Feb 3, 2006: Yang Xie
A Bayesian approach to joint modeling of DNA-protein binding data, gene expression data and DNA sequence data
Accurate identification of the genes whose transcription is controlled by a specific regulator is a crucial step towards understanding gene regulation on a genome-wide scale and deciphering the principles of regulatory networks. Exploration of the structure and function of such networks is regarded as a fundamental problem for the coming decades. The genome-wide maps of transcriptional regulators (DNA-protein binding data), DNA sequence data and expression data obtained using whole-genome DNA microarrays represent complementary means to deciphering global and local transcriptional regulatory circuits. Combining these different types of data can not only improve the statistical power, but also provide a more comprehensive picture of gene regulation. In my work, I propose a joint model to combine DNA-protein binding data, gene expression data and DNA sequence data. I specify hierarchical Bayes models and use Markov chain Monte Carlo simulation to draw the inferences. Both the simulation studies and analysis of experimental data show that the proposed joint modeling method can significantly improve the specificity and sensitivity of identification of target genes as compared to conventional approaches relying on a single data source.

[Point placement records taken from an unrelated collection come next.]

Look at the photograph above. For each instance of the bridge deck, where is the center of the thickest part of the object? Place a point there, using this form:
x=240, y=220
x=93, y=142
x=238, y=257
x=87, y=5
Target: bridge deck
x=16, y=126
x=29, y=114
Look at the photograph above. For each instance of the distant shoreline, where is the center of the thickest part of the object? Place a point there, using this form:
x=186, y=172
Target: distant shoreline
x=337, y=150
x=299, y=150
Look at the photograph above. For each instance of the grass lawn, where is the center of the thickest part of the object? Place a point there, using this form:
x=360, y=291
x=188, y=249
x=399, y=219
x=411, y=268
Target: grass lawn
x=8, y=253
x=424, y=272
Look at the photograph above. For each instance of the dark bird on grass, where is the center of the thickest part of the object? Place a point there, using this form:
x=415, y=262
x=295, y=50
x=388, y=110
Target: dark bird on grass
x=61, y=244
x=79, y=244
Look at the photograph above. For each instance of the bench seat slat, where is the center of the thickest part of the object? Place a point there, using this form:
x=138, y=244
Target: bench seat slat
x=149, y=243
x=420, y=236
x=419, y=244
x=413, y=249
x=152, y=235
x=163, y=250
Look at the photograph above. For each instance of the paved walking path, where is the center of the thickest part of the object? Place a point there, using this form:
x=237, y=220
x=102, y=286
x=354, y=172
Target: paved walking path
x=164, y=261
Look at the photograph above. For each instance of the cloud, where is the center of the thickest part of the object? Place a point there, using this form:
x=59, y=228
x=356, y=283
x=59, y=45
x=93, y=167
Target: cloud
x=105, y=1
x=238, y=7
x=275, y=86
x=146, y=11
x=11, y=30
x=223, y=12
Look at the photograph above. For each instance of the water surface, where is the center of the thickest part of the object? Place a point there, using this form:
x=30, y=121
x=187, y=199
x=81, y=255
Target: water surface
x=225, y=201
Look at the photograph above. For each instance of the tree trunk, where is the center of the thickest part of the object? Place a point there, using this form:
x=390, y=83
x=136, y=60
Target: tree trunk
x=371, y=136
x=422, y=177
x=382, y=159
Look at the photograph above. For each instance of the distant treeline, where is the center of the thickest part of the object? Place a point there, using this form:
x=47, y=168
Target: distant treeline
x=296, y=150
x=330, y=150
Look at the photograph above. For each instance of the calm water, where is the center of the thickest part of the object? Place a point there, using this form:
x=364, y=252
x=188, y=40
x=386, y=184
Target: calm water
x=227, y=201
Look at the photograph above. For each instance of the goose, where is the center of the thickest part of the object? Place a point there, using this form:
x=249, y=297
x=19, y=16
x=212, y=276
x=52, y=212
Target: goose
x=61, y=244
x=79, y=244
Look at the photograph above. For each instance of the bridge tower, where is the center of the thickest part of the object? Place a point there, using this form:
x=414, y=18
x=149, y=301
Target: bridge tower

Jan 27, 2006: Guanghua Xiao
Hierarchical Bayesian model for gene expression and function annotation data.
A key question in cDNA microarray experiments is which genes are differentially expressed between two experimental conditions. Most statistical methods assume that genes' expression levels are independent with each other. Many studies have shown that a gene's expression level tends to be similar to the other genes within same functional group, and genes in the same functional group are likely to be differentially expressed together. We propose a hierarchical Bayesian model that jointly models gene expression data and gene function annotation data. Both simulation studies and an analysis of experimental data show that the proposed method outperforms the SAM statistic, which is widely used in detecting differentially expressed genes.
Jan 20, 2006: Cavan Reilly
Statistical Issues understanding mRNA decay
Understanding the mechanisms contributing to the regulation of gene expression is a fundamental goal of molecular biology. Such an understanding could form the basis for treating many disorders, such as cancer. Many mechanisms play a role in the regulation of gene expression. Here we discuss several statistical problems that stem from experiments aimed at understanding the role of mRNA decay in the regulation of gene expression. These problems range from the most basic, low level, analysis tasks to elucidating genetic networks involving many genes. In this talk we will focus on posing these questions, and discuss some preliminary findings that reflect the complexity of the genomics of mRNA regulation.